Laddie Outschoorn

Personal information
- Full name: Ladislaus Frederick Outschoorn
- Born: 26 September 1918 Colombo, Ceylon
- Died: 9 January 1994 (aged 75) Westminster, England
- Batting: Right-handed
- Bowling: Right-handed medium
- Role: Batsman

Domestic team information
- 1946–1959: Worcestershire
- FC debut: 31 July 1946 Worcestershire v Combined Services
- Last FC: 8 September 1959 Commonwealth XI v England XI

Career statistics
| Competition | First-class |
| Matches | 346 |
| Runs scored | 15,496 |
| Batting average | 28.59 |
| 100s/50s | 25/81 |
| Top score | 215* |
| Balls bowled | 3,890 |
| Wickets | 33 |
| Bowling average | 61.51 |
| 5 wickets in innings | 0 |
| 10 wickets in match | 0 |
| Best bowling | 2/15 |
| Catches/stumpings | 277/– |
- Source: CricketArchive, 22 November 2008

= Laddie Outschoorn =

English cricketer

Ladislaus Frederick "Laddie" Outschoorn (26 September 1918 – 9 January 1994) was a Ceylonese first-class cricketer, a right-handed batsman and occasional right-arm medium-pace bowler who played for Worcestershire in the years after the Second World War.

==Life and career==
Outschoorn was born in Colombo, Ceylon. While working in Malaya, he played two matches for the Straits Settlements against the Federated Malay States in 1939 and 1940. He was taken prisoner by the Japanese in World War II, and went to England afterwards for rehabilitation.

He made his first-class debut in July 1946 for Worcestershire against Combined Services at New Road, scoring 3 and 9. His career proper began in 1947, when he played 21 times for the county, although averaging a mediocre 23.39 with a top score of only 66. He improved markedly the following summer, passing 1,000 runs for the first time, hitting his first century, exactly 100 not out against Derbyshire, and gaining his county cap. He also took his first wickets in 1948, when he took three in a match against Gloucestershire in May; his victims (George Emmett, Tom Goddard and Charlie Barnett) were all Test cricketers.

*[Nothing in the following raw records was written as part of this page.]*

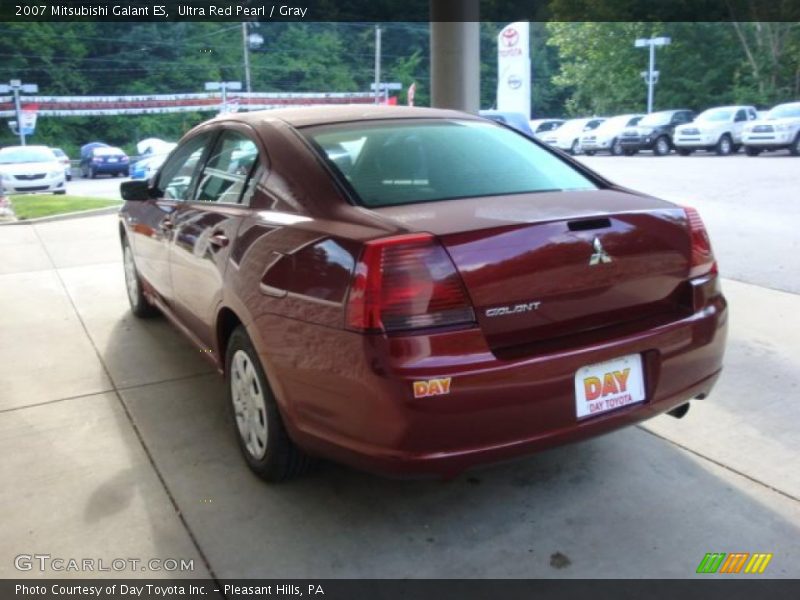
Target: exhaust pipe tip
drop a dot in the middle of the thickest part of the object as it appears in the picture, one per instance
(679, 411)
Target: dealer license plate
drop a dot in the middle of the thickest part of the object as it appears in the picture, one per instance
(610, 385)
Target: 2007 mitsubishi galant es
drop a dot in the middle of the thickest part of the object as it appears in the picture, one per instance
(416, 291)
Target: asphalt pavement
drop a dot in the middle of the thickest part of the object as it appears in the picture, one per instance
(116, 444)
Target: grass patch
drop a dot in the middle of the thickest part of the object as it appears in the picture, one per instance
(32, 206)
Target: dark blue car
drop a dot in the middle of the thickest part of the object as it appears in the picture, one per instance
(98, 158)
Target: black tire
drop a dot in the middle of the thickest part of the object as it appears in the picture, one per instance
(140, 305)
(724, 146)
(662, 147)
(794, 149)
(281, 459)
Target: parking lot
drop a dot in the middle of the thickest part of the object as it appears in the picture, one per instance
(116, 444)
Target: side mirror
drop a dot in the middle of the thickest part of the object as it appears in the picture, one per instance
(136, 190)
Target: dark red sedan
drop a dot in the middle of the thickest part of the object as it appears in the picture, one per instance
(416, 291)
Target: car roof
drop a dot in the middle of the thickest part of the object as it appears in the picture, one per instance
(37, 147)
(730, 107)
(325, 115)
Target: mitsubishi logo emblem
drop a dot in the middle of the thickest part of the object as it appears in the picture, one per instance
(599, 255)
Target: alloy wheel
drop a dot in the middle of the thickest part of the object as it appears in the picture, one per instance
(131, 279)
(249, 406)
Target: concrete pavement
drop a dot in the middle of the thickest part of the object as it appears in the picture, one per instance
(116, 444)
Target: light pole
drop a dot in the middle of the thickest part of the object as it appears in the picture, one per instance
(246, 51)
(16, 86)
(250, 41)
(377, 64)
(652, 74)
(224, 86)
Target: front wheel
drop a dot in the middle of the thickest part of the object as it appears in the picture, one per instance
(724, 146)
(262, 437)
(133, 283)
(794, 149)
(661, 147)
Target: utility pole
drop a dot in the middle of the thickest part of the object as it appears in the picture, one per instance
(16, 86)
(651, 75)
(377, 64)
(223, 87)
(246, 51)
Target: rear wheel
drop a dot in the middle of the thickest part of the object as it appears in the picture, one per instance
(794, 149)
(724, 145)
(133, 283)
(661, 147)
(262, 437)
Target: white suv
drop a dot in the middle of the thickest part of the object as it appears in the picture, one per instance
(568, 136)
(27, 169)
(715, 130)
(778, 130)
(605, 137)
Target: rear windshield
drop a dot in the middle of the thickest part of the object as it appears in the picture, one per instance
(403, 162)
(22, 154)
(107, 151)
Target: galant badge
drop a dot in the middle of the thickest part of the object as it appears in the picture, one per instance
(599, 255)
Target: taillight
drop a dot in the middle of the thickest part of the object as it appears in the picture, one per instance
(702, 256)
(406, 282)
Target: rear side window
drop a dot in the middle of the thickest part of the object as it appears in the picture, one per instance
(404, 162)
(175, 177)
(227, 169)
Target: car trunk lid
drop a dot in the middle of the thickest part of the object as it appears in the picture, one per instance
(538, 267)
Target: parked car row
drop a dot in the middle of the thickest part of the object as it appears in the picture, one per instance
(722, 130)
(30, 169)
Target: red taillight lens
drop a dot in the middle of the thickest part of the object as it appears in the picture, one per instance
(702, 256)
(406, 282)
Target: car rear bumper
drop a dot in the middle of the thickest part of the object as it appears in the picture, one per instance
(351, 399)
(696, 141)
(636, 143)
(46, 184)
(769, 141)
(594, 146)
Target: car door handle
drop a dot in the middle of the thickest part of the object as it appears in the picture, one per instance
(220, 240)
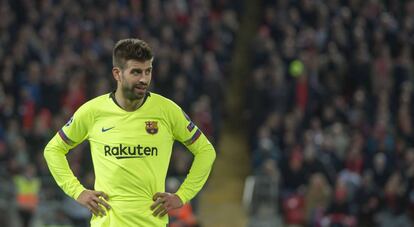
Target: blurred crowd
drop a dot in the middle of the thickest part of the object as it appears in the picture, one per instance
(330, 106)
(57, 54)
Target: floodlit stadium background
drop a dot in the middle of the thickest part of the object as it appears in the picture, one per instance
(308, 102)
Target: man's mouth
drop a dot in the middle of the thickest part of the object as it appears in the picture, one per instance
(140, 87)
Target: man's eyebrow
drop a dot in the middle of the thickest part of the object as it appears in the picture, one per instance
(140, 69)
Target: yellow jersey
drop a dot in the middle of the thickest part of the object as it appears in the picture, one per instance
(131, 152)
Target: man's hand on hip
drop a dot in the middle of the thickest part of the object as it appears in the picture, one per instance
(164, 202)
(94, 200)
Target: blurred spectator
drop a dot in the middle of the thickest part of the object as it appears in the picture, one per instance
(338, 74)
(54, 56)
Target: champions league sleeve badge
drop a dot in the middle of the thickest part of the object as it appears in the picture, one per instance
(151, 127)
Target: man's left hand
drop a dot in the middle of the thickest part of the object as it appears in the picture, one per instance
(164, 202)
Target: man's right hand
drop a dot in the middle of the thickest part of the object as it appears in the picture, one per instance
(93, 201)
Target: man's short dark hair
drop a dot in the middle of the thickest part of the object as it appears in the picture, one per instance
(130, 49)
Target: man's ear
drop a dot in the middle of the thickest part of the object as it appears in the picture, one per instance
(116, 73)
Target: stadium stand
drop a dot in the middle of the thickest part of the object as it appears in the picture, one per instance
(330, 109)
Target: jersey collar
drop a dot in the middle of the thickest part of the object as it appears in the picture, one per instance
(112, 96)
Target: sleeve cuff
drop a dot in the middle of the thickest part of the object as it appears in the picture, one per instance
(78, 191)
(181, 196)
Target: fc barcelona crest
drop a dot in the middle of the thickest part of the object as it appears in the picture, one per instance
(151, 127)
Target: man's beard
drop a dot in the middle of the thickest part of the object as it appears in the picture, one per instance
(131, 93)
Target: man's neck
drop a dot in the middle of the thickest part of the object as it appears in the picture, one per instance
(126, 104)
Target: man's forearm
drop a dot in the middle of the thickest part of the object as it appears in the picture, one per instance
(204, 156)
(55, 155)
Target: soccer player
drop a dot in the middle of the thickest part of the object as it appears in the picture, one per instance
(131, 133)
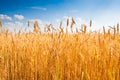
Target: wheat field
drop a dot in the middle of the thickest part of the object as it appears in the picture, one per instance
(60, 55)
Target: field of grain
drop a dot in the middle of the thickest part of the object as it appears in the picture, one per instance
(60, 55)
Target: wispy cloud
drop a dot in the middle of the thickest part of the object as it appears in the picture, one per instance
(5, 17)
(18, 17)
(73, 11)
(39, 8)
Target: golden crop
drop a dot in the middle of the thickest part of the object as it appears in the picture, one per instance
(59, 55)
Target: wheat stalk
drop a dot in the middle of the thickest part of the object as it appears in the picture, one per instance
(90, 23)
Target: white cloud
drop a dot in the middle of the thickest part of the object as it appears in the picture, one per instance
(73, 11)
(18, 17)
(33, 20)
(5, 17)
(12, 24)
(39, 8)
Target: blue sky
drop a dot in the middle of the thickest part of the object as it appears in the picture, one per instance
(102, 12)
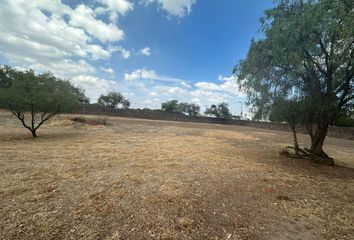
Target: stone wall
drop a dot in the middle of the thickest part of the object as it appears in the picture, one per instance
(338, 132)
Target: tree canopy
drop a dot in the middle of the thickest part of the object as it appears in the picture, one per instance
(190, 109)
(220, 111)
(113, 100)
(307, 52)
(40, 96)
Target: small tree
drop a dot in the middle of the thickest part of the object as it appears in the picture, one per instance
(40, 97)
(192, 109)
(113, 100)
(171, 106)
(220, 111)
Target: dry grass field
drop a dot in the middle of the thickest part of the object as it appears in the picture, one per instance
(140, 179)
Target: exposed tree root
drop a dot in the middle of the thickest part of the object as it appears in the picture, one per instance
(305, 153)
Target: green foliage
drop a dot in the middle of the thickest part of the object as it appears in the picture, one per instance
(307, 52)
(171, 106)
(190, 109)
(45, 95)
(113, 100)
(220, 111)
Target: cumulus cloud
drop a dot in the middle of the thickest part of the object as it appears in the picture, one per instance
(31, 37)
(175, 7)
(146, 51)
(107, 70)
(94, 86)
(145, 74)
(84, 17)
(115, 8)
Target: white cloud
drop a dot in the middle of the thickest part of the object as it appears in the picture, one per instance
(146, 51)
(94, 86)
(107, 70)
(175, 7)
(223, 78)
(124, 52)
(61, 39)
(145, 74)
(84, 17)
(115, 8)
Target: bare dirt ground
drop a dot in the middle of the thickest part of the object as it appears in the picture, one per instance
(140, 179)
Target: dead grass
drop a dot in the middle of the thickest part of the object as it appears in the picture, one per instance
(140, 179)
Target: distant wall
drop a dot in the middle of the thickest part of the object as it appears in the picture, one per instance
(338, 132)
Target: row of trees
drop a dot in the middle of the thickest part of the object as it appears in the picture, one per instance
(303, 67)
(35, 99)
(174, 106)
(221, 110)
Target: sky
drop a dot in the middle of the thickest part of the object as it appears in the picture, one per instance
(149, 50)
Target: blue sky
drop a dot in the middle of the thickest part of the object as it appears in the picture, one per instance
(150, 50)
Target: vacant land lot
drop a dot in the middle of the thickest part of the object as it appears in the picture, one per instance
(140, 179)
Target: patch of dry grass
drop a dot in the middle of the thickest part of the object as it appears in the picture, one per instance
(140, 179)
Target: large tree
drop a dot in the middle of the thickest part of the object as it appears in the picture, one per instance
(307, 51)
(113, 100)
(34, 99)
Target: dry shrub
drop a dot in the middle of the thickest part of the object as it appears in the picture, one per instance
(60, 123)
(88, 121)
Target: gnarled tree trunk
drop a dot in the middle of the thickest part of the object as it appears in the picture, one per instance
(317, 141)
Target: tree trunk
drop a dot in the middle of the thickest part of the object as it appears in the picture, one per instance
(317, 141)
(296, 143)
(34, 134)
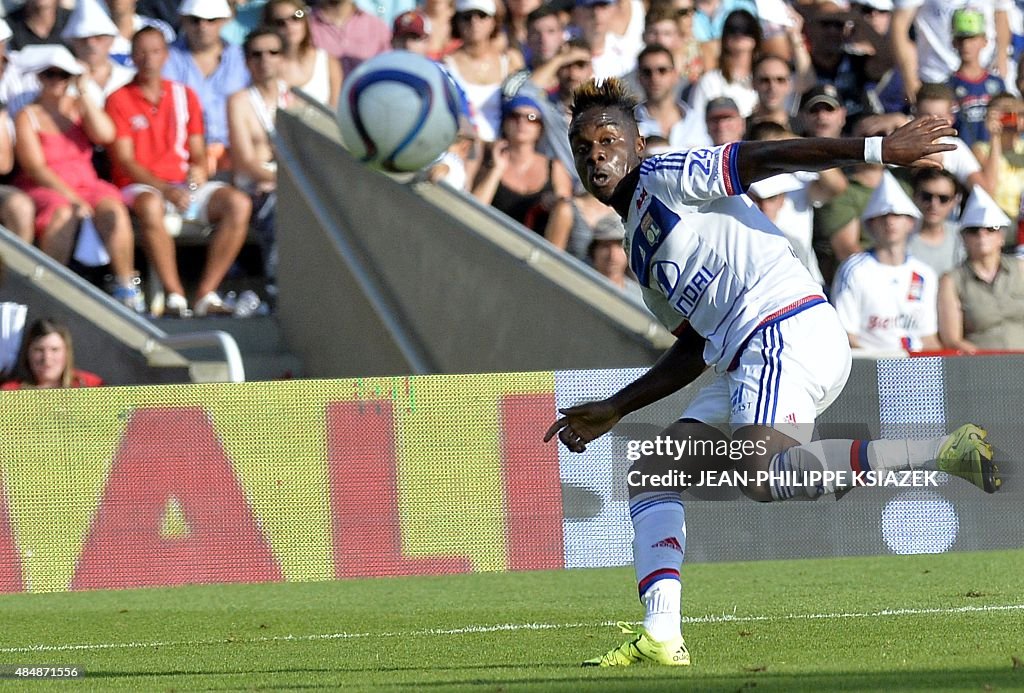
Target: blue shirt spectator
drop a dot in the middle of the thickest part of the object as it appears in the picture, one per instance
(213, 90)
(972, 100)
(709, 28)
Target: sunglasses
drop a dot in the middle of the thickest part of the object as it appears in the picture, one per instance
(519, 116)
(927, 198)
(471, 14)
(649, 72)
(864, 9)
(257, 54)
(53, 74)
(297, 15)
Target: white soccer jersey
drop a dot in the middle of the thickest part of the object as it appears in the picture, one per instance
(706, 255)
(887, 307)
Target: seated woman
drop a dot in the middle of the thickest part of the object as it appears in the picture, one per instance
(306, 67)
(55, 135)
(532, 188)
(47, 360)
(981, 302)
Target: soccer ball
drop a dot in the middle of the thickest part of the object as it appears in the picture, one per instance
(398, 112)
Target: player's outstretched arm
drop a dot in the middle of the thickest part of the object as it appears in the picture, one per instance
(677, 367)
(911, 144)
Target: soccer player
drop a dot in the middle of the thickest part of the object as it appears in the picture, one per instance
(725, 282)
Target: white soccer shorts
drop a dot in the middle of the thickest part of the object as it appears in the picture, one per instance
(788, 373)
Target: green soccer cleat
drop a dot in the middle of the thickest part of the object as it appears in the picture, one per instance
(967, 455)
(643, 650)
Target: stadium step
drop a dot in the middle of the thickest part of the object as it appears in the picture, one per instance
(263, 350)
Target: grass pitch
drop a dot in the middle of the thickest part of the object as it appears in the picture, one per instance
(945, 622)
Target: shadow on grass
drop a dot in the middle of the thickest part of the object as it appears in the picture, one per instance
(572, 678)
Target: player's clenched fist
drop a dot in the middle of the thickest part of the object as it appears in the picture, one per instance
(584, 423)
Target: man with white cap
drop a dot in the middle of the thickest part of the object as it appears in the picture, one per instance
(210, 67)
(343, 30)
(17, 212)
(885, 298)
(36, 23)
(160, 158)
(125, 16)
(56, 134)
(90, 33)
(981, 302)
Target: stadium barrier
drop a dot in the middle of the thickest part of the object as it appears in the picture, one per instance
(315, 480)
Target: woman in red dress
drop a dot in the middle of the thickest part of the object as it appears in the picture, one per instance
(47, 360)
(55, 135)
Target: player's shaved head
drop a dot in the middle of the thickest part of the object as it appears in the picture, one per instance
(610, 94)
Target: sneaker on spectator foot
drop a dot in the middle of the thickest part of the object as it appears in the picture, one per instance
(175, 305)
(211, 305)
(129, 295)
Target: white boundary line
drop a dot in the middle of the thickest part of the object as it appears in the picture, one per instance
(501, 627)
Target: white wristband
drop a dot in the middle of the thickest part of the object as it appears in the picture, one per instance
(872, 150)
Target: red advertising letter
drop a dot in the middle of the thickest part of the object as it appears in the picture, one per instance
(532, 483)
(10, 560)
(364, 495)
(172, 459)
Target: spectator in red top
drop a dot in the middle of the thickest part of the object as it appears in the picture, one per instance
(160, 163)
(47, 360)
(347, 33)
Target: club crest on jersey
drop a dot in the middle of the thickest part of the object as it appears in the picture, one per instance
(649, 228)
(916, 287)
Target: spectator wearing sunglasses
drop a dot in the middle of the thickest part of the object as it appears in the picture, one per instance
(662, 113)
(690, 58)
(210, 67)
(347, 33)
(528, 186)
(740, 42)
(937, 242)
(981, 302)
(304, 66)
(1001, 158)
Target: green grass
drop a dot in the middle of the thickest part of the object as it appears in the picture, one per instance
(236, 637)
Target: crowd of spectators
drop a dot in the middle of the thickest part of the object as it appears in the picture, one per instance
(190, 89)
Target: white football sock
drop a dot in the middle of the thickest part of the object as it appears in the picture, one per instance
(658, 545)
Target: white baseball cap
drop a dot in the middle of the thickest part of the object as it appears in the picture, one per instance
(88, 18)
(206, 9)
(982, 212)
(485, 6)
(889, 198)
(39, 57)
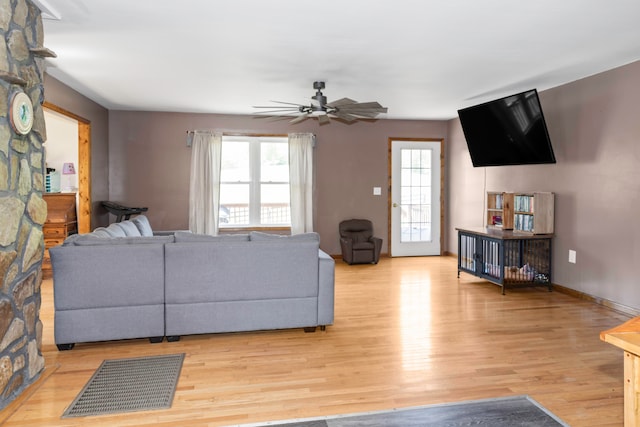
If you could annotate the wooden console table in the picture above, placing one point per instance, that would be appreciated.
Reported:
(627, 337)
(505, 257)
(61, 221)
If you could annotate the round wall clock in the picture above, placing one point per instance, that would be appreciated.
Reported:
(21, 113)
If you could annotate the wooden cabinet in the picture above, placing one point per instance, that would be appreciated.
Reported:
(61, 221)
(499, 210)
(533, 212)
(505, 257)
(521, 212)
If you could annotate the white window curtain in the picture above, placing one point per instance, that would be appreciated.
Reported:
(204, 184)
(301, 181)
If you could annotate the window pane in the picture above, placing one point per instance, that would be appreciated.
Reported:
(274, 209)
(235, 162)
(234, 204)
(275, 162)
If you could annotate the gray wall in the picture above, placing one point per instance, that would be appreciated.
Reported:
(594, 124)
(149, 164)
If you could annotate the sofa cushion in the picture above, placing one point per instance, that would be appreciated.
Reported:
(142, 223)
(258, 235)
(115, 231)
(129, 228)
(100, 232)
(89, 240)
(186, 236)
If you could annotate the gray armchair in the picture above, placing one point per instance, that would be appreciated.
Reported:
(357, 242)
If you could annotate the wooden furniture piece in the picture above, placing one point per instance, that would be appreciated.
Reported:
(533, 212)
(627, 337)
(500, 210)
(122, 212)
(505, 257)
(61, 221)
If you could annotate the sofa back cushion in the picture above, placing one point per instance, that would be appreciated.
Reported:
(115, 231)
(89, 240)
(236, 271)
(258, 235)
(129, 228)
(186, 236)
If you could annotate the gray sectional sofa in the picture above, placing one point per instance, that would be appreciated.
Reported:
(125, 281)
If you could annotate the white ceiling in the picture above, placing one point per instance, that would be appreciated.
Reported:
(423, 59)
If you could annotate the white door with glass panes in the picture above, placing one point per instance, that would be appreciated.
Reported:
(415, 197)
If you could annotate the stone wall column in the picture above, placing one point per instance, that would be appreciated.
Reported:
(22, 209)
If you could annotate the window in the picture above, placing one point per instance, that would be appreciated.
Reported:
(254, 182)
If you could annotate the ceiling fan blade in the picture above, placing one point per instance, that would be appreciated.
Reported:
(300, 118)
(288, 103)
(279, 110)
(367, 106)
(342, 102)
(344, 116)
(323, 119)
(365, 114)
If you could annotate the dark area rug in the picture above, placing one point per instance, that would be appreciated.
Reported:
(129, 385)
(517, 411)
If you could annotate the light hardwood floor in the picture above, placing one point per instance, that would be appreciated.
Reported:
(407, 332)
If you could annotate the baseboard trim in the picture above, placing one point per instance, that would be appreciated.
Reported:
(629, 311)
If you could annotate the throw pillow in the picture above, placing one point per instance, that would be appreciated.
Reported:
(143, 225)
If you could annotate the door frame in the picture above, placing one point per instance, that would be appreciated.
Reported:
(390, 183)
(84, 166)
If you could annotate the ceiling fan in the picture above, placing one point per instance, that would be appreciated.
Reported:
(345, 109)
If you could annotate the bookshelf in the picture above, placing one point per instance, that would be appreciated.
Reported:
(499, 210)
(533, 212)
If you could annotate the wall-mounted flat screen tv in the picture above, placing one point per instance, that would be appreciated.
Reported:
(507, 131)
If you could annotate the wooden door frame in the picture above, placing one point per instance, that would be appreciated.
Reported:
(84, 166)
(390, 178)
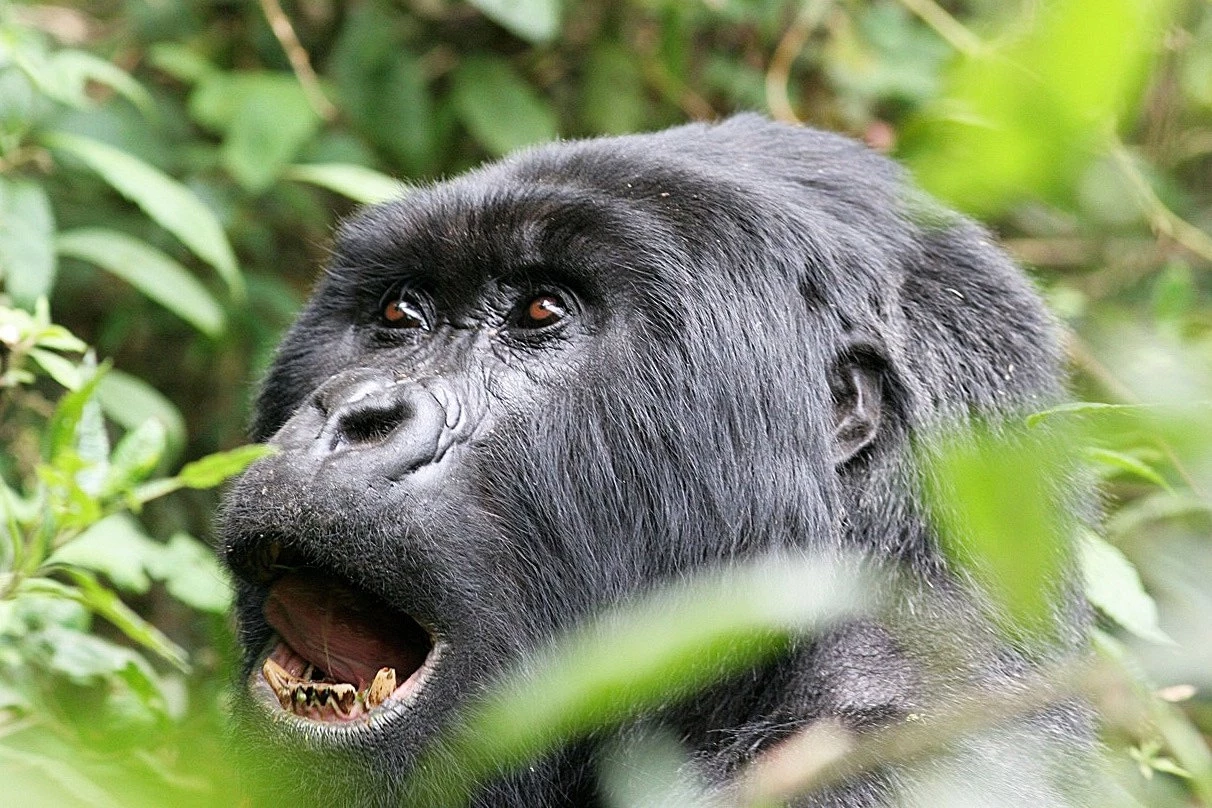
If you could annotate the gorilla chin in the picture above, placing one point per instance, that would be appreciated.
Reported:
(562, 380)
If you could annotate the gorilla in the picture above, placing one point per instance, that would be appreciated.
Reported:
(538, 390)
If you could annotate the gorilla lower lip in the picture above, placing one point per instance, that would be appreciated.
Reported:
(341, 653)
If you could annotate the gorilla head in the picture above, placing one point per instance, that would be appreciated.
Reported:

Outschoorn was a champion close fielder in slip or gully; in 1949 he took 55 catches, more than any other fieldsman in England. Although he never surpassed the 12 wickets he claimed in 1948, his batting continued to improve, and he passed 1,000 runs in seven of the next eight seasons, helped in 1949 by his career-best score of 215 not out against Northamptonshire. His best year was probably 1951, when he made 1,761 runs at 35.93 (his best season's average) including four centuries, as well as taking 43 catches. Outschoorn's batting declined in the late 1950s, although he rallied himself for his last season, 1959, when he made 1,271 first-class runs.

He had an eccentric style of batting, "[rocking] back to cut at almost anything, half-volleys even, or [jumping] out of the crease to make full-tosses of good length balls". Unusually for a cricketer of the period, he exercised with weights every morning.

Only five of Outschoorn's 346 first-class games were for a team other than Worcestershire, all for a Commonwealth XI against an England XI at the end-of-season Hastings Festival. His last first-class innings, in September 1959, was for the Commonwealth XI: he made 58 before being dismissed by John Mortimore. He played for Worcestershire's second team on several occasions in 1960.

He was appointed national coach of Ceylon in 1966. He died in Westminster at the age of 75.